Why is it whenever I hear Dr. Ben Carson speak I think of that line from “Scarface?” You know, when Elvira Hancock (Michelle Pfeiffer) tells Tony Montana (Al Pacino), “Don’t get high on your own supply.”
As a physician, Dr. Carson has easy access to all types of medications. I’m not accusing him of sampling his own drugs, but you have to admit he does come off as someone who is medicated.
Words coming out of his mouth lately make no sense. He is offering word-salads that make Sarah Palin sound like a Rhodes Scholar.
Take for example this latest episode of reporters trying to ask Carson about his past:
“There is a desperation on behalf of some to try to find ways to tarnish me because they’ve been looking through everything, they have been talking to everybody I’ve ever known, everybody I’ve ever seen,” Carson told reporters at a media availability in Florida.
“‘There’s got to be a scandal. There’s got to be some nurse he’s had an affair with. There’s got to be something.’ They have gotten desperate,” Carson continued. “Next week, it will be my kindergarten teacher who said I peed in my pants. It’s ridiculous. But it’s OK because I totally expect it.”
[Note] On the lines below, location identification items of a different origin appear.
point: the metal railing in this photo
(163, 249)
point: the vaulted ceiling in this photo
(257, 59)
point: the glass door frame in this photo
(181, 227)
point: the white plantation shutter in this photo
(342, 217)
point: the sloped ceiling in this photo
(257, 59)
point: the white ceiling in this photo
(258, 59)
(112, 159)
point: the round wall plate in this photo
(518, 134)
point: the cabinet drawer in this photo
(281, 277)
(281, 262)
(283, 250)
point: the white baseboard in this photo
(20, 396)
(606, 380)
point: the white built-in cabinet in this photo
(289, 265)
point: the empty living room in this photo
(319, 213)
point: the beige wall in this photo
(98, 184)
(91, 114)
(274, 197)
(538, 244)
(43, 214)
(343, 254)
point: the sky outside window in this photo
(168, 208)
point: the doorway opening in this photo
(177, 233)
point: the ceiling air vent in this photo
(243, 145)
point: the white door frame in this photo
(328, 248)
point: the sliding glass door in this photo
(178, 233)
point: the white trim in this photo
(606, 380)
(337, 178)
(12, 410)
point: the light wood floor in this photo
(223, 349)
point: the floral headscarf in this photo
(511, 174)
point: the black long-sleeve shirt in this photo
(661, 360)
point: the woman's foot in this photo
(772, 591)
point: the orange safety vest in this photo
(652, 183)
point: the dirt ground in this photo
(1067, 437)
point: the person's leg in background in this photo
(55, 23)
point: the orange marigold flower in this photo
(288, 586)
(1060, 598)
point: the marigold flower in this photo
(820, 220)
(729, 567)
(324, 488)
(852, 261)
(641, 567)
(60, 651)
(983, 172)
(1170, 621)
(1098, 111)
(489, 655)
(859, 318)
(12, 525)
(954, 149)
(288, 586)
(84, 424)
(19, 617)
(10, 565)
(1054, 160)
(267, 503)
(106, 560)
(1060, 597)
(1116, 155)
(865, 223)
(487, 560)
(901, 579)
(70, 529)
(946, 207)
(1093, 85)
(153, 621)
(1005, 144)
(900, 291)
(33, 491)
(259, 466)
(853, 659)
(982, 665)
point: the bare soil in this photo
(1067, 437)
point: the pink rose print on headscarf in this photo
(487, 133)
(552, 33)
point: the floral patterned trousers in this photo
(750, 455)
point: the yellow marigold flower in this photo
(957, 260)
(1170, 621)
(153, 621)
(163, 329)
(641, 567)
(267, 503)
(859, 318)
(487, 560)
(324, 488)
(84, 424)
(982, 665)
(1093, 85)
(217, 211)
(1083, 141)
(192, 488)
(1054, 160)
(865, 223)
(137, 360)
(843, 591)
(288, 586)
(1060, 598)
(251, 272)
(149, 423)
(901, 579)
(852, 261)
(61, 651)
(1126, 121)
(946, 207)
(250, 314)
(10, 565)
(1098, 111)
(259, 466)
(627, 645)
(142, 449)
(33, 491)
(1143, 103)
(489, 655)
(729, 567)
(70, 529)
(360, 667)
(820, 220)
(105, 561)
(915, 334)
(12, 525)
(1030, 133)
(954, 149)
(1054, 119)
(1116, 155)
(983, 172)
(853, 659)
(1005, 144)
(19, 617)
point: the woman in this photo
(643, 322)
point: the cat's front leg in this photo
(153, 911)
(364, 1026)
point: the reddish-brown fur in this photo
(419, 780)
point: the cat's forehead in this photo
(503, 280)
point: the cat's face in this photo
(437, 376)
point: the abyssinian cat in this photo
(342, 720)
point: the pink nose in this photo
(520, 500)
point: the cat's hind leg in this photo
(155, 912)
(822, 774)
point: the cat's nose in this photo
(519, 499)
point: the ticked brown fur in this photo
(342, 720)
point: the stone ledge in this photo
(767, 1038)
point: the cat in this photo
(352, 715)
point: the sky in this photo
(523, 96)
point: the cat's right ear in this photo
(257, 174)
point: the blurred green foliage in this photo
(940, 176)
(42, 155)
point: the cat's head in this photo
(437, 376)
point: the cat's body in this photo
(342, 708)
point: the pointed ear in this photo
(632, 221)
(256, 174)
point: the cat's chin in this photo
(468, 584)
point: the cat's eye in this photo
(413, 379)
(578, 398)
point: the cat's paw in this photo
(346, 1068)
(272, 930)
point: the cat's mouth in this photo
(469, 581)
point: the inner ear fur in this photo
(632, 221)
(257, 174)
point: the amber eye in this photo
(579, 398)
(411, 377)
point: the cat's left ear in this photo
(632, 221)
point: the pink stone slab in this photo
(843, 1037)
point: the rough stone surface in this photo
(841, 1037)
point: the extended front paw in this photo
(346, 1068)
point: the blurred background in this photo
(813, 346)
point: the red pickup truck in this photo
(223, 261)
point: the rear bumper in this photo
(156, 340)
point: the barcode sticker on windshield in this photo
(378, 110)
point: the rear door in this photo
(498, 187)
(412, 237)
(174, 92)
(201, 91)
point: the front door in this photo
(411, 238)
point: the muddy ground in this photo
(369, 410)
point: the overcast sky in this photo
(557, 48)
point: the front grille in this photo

This outburst was atypical for the otherwise cool and calm Dr. Carson. He truly seemed annoyed and agitated as never before. This was a striking departure from the laid-back personality he has displayed on the campaign trail.
There are a few explanations for Dr. Carson’s most recent behavior. It could be that the grind of the campaign trail is getting to him. He admitted, “A lot of times people say, ‘Why would someone who has had a wonderful career get involved in the dirty world of politics?’ I frequently ask myself that when I wake up in the morning. It is a dirty world.”
Another explanation could be that whether medication he takes to keep calm and mellow was wearing off.
Of course it could just be that the brilliant, 64-year-old brain surgeon, is simply losing his mind.